The Data Privacy Committee ("the Committee") of HKCNSA is concerned about the rapid development of global artificial intelligence (AI) technology and the increasing popularity of AI application scenarios. According to the Hong Kong Productivity Council, nearly half of the organizations in Hong Kong are expected to use AI this year, an increase of 20% from last year. The report also noted that AI poses a higher privacy risk compared to emerging technologies such as cloud computing and the Internet of Things.


To address the challenges posed by AI to personal data privacy protection and to embody China's Global Initiative on AI Governance, the Office of the Privacy Commissioner for Personal Data, Hong Kong ("the PCPD") released the "Model Framework for Personal Data Protection in Artificial Intelligence (AI)" ("the Model Framework") in early June. Following the PCPD's "Ethical Guidelines for the Development and Use of Artificial Intelligence" published in 2021, the Model Framework provides internationally recognized recommendations and best practices on the application of AI to assist Hong Kong organizations in procuring, implementing, and using AI, including ensuring that generative AI effectively complies with the Personal Data (Privacy) Ordinance ("the PDPO"), thereby fostering the development of innovative technology in Hong Kong and the Greater Bay Area.


The Model Framework is the first guidance framework in the Asia-Pacific region specifically developed for safeguarding personal data privacy in the field of AI. Its development has received strong support from the Office of the Government Chief Information Officer and the Hong Kong Applied Science and Technology Research Institute.


The Committee agrees that the development of AI is not in conflict with the protection of personal data privacy under the PDPO. On the contrary, the publication of the Model Framework provides concrete measures for the industry on how to apply AI solutions more safely and effectively. For instance, it is recommended that organizations should establish governance committees or relevant organizations to provide guidance and oversight for the procurement of AI solutions and how to use the systems. The governance committees are also required to report to the board or internally any AI system incidents or raise concerns about privacy protection or ethical issues to facilitate monitoring of AI application scenarios.

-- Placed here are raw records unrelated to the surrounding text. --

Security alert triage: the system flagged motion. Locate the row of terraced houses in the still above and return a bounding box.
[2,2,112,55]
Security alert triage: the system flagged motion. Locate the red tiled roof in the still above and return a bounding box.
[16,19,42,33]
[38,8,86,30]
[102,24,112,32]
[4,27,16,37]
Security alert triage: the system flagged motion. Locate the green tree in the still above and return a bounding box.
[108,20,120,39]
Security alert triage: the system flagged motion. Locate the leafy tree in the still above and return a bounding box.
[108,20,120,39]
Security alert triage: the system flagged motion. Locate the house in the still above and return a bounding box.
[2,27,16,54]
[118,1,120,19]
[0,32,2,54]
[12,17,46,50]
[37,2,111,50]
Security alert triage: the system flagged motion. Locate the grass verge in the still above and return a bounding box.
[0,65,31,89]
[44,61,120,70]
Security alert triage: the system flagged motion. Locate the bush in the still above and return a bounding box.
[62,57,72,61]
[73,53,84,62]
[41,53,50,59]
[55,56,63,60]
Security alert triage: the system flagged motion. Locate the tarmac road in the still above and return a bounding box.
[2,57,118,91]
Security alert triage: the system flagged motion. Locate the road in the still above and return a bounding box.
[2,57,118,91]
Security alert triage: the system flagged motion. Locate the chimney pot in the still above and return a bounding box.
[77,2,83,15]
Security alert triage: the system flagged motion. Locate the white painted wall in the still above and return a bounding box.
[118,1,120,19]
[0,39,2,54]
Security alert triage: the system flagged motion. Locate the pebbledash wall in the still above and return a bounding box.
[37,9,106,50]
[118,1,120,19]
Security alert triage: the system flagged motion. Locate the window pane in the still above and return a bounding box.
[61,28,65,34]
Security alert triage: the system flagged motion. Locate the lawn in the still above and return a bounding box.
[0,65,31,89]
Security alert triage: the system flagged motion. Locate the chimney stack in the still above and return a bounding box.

The Model Framework covers recommended measures in four areas: AI Strategy and Governance Framework, Risk Assessment and Human Oversight, Customized AI Models and Implementation, and Management of AI Systems, as well as Facilitating Communication with Different Stakeholders, including internal employees, AI suppliers, and consumers.


Regarding "Developing AI Strategy and Governance," the Model Framework outlines seven steps for procuring AI solutions: 1) Identifying AI solutions; 2) Selecting suitable AI solutions; 3) Collecting and preparing data; 4) Customizing AI models for specific purposes; 5) Testing, evaluating, and validating AI models; 6) Testing and auditing the security and privacy risks of systems and components; 7) Integrating AI solutions into organizational systems.


In terms of risk assessment and human oversight, the Model Framework categorizes the risk levels of AI systems into three stages from low to high: "Humans Out of the Loop," "Human-in-the-Control-Loop," and "Human-in-the-Loop." For example, if an organization provides customers with the most basic and simple information or inquiries through chatbots, it falls into the "Humans Out of the Loop" stage, where AI makes decisions without human intervention. In contrast, if AI needs to use biometric personal data for real-time identification (such as face recognition, iris scanning), such as AI-assisted medical image analysis or treatment, job applicant evaluation, job performance assessment, or termination of employment contracts, these scenarios are considered higher-risk categories. In these cases, human decision-makers should retain control during the decision-making process to prevent or reduce AI errors, which is defined as "Human-in-the-Loop."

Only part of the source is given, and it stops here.